I have to admit that on a daily basis I have disparaging remarks about today’s youth. For the most part those remarks are not unfounded. Our home is on the route to the local hangout, so we get litter and cigarette butts thrown in the lawn, driveway and flowerbeds. I have to listen to their vulgar language over my back fence. And I watch them destroy public property. Today, however, I had a completely different experience.
My in-laws have a 1950 Chevy pickup that Hubby, Little Man and I were going to take for a ride. To be honest I wasn’t really into it this morning. I’ve pushed it more than once. I’ve towed in more than once and something always falls apart. It’s an adventure every time we take it out and I just couldn’t get myself in the mood for that kind of an adventure.
We went to my in-laws to get the pickup and it wouldn’t start. Come to find out when they put a new light bulb in the dash, they knocked a wire loose that went to the key switch. An easy fix, once it was traced down.
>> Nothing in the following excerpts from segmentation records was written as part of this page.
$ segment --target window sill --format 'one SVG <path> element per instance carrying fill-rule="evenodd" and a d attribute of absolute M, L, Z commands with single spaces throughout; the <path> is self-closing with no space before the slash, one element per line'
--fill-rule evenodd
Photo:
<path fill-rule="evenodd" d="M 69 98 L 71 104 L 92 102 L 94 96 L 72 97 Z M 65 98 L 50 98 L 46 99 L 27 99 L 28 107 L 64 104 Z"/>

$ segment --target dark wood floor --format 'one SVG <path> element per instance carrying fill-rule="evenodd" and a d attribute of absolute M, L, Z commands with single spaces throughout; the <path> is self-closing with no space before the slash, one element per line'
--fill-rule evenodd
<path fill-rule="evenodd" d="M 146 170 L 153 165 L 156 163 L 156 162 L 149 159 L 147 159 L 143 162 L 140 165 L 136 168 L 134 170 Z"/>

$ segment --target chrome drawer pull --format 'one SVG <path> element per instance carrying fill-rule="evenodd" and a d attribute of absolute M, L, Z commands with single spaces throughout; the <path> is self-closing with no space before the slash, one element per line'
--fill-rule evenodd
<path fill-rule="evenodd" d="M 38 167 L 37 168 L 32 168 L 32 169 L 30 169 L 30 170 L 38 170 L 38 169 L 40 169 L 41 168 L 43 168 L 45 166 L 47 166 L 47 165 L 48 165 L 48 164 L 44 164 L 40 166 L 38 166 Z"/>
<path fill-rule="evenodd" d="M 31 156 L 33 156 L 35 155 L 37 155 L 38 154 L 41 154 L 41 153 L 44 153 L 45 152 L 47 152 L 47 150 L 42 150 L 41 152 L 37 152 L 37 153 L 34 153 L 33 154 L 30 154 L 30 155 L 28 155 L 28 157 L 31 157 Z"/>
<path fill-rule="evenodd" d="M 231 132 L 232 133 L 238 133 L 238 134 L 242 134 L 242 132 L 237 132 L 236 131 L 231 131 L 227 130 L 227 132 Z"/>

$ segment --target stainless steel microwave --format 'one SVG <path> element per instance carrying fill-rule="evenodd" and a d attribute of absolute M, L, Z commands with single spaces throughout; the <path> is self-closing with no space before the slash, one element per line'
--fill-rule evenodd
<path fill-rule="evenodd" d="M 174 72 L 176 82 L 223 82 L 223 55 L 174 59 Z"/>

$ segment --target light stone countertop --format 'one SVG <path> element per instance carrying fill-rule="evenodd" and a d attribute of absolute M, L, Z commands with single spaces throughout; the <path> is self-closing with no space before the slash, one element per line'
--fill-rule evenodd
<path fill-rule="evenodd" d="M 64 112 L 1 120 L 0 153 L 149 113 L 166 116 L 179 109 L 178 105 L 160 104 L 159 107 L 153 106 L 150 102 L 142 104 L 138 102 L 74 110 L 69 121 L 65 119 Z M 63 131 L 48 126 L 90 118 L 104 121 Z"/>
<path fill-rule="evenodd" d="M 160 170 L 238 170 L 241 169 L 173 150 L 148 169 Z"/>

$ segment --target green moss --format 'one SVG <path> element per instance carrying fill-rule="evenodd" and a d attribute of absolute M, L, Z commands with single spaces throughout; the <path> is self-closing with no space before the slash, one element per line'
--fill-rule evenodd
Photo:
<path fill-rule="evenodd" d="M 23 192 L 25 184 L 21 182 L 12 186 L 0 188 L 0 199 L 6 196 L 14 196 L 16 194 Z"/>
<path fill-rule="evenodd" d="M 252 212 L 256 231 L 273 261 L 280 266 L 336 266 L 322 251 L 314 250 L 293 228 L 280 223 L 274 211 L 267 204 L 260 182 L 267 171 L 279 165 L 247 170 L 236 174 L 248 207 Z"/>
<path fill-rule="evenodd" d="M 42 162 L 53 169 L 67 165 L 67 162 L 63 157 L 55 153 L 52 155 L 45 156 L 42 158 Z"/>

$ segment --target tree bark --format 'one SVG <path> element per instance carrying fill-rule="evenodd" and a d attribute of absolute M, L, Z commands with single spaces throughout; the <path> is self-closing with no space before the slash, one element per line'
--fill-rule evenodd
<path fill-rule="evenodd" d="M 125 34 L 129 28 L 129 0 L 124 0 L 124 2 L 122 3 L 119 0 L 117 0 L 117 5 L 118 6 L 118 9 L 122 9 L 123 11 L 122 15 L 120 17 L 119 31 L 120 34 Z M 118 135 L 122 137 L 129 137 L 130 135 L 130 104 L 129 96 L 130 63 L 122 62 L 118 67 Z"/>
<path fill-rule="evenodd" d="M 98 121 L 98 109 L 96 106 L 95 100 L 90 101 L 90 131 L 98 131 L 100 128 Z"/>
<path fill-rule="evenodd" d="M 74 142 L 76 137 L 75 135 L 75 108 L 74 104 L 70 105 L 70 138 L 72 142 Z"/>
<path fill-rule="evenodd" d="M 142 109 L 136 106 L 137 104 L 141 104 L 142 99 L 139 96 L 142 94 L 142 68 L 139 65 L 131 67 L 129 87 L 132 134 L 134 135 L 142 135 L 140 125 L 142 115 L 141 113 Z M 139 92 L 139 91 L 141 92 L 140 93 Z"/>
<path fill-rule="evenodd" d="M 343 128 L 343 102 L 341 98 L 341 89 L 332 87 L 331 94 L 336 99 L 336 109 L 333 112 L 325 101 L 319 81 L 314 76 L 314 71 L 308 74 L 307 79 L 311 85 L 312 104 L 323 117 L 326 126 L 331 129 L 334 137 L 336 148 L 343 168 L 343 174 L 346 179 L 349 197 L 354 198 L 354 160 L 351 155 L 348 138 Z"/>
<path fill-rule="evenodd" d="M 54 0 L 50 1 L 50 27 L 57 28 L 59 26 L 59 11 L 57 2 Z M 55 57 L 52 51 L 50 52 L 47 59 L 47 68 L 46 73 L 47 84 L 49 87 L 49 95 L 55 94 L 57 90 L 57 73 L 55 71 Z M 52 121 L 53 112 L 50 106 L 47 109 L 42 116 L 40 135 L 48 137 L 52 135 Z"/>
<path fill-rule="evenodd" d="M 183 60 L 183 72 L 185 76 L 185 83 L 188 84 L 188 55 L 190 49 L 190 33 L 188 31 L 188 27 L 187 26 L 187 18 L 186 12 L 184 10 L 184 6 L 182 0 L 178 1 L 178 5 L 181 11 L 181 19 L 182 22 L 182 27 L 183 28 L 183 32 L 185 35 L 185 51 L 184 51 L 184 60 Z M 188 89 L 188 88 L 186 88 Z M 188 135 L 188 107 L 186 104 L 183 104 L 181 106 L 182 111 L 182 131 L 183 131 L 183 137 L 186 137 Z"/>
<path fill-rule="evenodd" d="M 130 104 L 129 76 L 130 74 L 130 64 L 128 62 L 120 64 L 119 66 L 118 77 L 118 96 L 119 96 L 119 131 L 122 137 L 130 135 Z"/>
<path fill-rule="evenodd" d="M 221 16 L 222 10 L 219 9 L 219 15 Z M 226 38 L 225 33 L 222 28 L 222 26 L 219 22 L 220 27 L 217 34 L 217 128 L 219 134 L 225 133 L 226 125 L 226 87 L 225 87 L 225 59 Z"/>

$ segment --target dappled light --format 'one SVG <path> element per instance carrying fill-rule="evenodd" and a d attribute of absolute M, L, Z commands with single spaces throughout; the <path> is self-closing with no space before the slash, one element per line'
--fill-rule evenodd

About 20 miles into the drive it started to rain, so Hubby turned on the windshield wipers. We’ve had problems with the windshield wipers on previous occasions, so I admonished him that it wasn’t raining that bad and to turn them off. I was thinking we ought to save the little amount that they were going to work for when we really needed them. He turned the switch, but the wipers wouldn’t turn off. They did this sort of jerky delay-thing baaa-aaack and forth, baaa-aaaack and forth.Then they stopped in the middle of the window and then they went faster than I thought 1950 style wipers could go. And then… one of the wipers flew off completely. Of course we were on a winding road with no wide spots, so we had keep going until we found a spot to turn around and come back. Sure enough there it was in the middle of the road – thankfully unscathed.
I was hoping that was the end of the adventure. But that would have been too easy.
About ten more miles down the road the pickup started this shuddery thing.Both Hubby and I were thinking through the potential issues as we continued down the road. It wasn’t until he slowed down to turn that we recognized it as a tire issue. Sure enough, the front passenger tire was missing two lug nuts and the remaining ones were loose enough to tighten by hand. After a quick appraisal of the tool situation we determined that an air pressure gauge and a Phillips head screw driver were not going to help us out. Hubby tightened the remaining lug nuts as best he could and we headed the shortest route home.
About a mile down the road we pulled in a driveway and borrowed a wrench to tighten the two lug nuts that remained and stole two off another tire to hopefully get us home. The problem being that we didn’t have a jack to lift the pickup up to fully tighten the nuts. Another mile down the road and I heard a rattle and we stopped to survey the situation again. We were again down to two lug nuts and one of the studs was completely missing.
It was at this point that it became obvious that we were not going to make it the 10-15 miles back home with this tire. (Some of you are thinking we were a bit slow in this observation – I prefer to call it optimism.) At this point Hubby called his parents to see if they could bring a trailer. While he was on the phone a teenager in a 70-something Ford pickup stopped and asked if he could help. Hubby borrowed a wrench and tried to tighten the lug nuts only to find the studs weren’t staying in. The kid asked where we lived. When he found out it wasn’t very far away, he went home got a trailer, we loaded the pickup on it and the three of us piled in the cab with our rescuer.
He turned the key on his pickup and it wouldn’t start. I really wanted to laugh and cry at that moment, but I refrained because I was afraid that he would change his mind about the sanity of the random strangers he’d picked up alongside the road. It turned out to be a relatively quick fix, he grabbed his screw driver and crawled under the pickup (in the middle of the road) and used it to short something(cause he yelled when it shocked him) and the pickup started. Then he delivered us safe and sound to our house.
Later, Hubby, Little Man and I had to take our ’87 Blazer (which is notoriously unreliable) to retrieve our pickup from the in-laws’.Generally we don’t drive the Blazer on the freeway (a precautionary measure).As Hubby pulled onto the on-ramp of the freeway, Little Man reminded him of the no Blazer on the freeway rule. I told Hubby it didn’t matter, ’cause if the Blazer broke down I was walking. Little Man didn’t hear, so Hubby repeated for his benefit, “Momma said she was walking home if we broke down on the freeway.”